Neither the girl, the boy nor the man who remembered them had any doubt about the fact that the boy was losing. And even now, with the Kropatscheck reassembled in his hands and darkness still using his eyes, the bearded tramp could summon up Marzaq al-Turq's thin face and that of the red-haired girl, all rounded cheeks and down-turned mouth, which only levelled out on the rare occasions when she smiled.
"Please," Moz said, as he combed lemon-juice highlights into the hair of a girl called Malika. "This is important."
Back then, the house had belonged to the English woman and it sat on the corner of Derb Yassin and a nameless alley, in the old Jewish district, in the days when the Mellah still held more than a handful of Yehoudia. Once, of course, there had been nearly forty thousand Jews living in the Mellah, but the foundation of Israel and the Arab-Israeli conflicts had put an end to that.
When begging didn't work, Moz tried blackmail. "Look," he said, "you have to--"
"No," said the girl, "I don't." Her patience had gone, her voice was tight. If Moz possessed more sense he'd have paid attention to Malika's warning signs.

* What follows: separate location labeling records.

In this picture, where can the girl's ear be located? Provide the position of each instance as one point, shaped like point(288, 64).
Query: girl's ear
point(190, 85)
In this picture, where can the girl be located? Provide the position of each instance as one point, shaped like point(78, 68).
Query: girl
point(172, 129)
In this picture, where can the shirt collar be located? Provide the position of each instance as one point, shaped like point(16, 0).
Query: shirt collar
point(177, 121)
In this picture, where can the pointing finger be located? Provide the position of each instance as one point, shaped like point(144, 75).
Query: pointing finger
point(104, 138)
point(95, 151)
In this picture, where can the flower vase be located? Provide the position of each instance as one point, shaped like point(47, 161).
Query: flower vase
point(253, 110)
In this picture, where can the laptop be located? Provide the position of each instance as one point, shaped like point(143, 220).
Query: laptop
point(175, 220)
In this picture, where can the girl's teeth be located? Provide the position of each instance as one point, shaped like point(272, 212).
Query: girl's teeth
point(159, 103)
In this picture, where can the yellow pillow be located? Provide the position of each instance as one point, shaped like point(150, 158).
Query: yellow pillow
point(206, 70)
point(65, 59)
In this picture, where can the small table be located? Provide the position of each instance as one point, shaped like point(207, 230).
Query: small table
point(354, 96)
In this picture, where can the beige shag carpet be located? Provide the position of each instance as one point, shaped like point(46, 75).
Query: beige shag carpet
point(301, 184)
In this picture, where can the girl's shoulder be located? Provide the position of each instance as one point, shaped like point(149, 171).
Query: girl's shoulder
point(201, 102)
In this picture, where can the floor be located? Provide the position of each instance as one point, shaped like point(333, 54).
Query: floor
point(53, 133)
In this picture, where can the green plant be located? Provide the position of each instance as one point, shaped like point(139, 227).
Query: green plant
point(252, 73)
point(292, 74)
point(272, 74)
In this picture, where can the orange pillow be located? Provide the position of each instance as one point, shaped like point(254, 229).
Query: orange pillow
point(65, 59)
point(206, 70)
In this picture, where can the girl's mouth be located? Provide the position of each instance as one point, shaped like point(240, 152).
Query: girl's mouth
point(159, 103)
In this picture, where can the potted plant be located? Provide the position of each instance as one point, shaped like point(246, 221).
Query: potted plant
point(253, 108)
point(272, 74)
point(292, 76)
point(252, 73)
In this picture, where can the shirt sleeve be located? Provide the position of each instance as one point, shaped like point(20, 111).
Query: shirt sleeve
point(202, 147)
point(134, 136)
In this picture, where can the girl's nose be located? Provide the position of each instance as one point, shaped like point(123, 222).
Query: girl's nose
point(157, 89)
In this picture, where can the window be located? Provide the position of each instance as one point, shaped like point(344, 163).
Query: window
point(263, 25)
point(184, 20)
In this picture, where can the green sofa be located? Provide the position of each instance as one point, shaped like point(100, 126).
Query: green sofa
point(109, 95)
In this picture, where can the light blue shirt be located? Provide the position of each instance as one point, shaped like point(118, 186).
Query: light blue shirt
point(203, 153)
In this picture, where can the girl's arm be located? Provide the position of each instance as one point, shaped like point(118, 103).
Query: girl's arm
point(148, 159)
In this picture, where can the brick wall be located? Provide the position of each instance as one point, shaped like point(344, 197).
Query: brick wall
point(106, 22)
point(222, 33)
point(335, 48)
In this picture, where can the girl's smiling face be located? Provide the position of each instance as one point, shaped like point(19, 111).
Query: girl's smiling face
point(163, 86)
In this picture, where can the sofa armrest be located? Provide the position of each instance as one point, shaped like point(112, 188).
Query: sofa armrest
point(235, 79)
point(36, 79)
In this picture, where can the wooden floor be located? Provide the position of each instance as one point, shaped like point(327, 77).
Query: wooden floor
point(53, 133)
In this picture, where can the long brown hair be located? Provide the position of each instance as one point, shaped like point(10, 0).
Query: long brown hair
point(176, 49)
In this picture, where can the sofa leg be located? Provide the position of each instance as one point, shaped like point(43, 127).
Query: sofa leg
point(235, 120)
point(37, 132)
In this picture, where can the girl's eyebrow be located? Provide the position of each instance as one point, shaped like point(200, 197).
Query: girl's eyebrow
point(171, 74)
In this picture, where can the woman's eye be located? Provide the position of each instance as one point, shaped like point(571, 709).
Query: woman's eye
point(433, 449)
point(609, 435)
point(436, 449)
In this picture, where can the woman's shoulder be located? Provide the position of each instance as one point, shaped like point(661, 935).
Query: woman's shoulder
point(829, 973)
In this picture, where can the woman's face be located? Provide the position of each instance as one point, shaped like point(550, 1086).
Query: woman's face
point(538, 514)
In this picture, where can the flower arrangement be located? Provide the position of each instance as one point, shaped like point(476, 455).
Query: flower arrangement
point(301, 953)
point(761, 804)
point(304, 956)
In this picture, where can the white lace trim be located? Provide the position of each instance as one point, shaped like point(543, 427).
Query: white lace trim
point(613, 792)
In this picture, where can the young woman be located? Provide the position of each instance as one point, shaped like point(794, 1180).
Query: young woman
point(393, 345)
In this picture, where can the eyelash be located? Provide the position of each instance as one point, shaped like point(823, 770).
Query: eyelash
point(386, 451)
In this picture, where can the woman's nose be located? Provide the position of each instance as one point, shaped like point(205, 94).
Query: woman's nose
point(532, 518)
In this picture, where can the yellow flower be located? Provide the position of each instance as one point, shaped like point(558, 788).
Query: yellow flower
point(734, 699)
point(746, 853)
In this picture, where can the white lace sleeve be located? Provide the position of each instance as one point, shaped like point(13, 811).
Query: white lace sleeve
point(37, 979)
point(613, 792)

"You would," Moz insisted, "if--"
"If what? I loved you?"
Moz nodded.
"You know," Malika said, "my mother warned me about boys like you."
It was a bad joke. The woman was long dead and there were no other boys like Moz in Marrakech, nor girls like Malika either; that was what they told themselves. Moz and Malika were what Marrakech had for punks, a half-English waif given to wearing men's shirts instead of dresses and a half-German boy in jeans, with newly dyed black hair and shades stolen from his employer, Jake Razor.
Sat there on the roof of Dar el Beida, at a time somewhere between noon and the next call to prayer, an hour when the city panted like an old cur under the weight of its own exhaustion, and only cats and occasional hippies were stupid enough to roam the maze-like streets of the Mellah, Moz finally realized that Malika wasn't going to do what he wanted.
Beyond a certain point friendship broke. As for love, it seemed that was more fragile still.
"I can't," said Malika, as she took back her comb.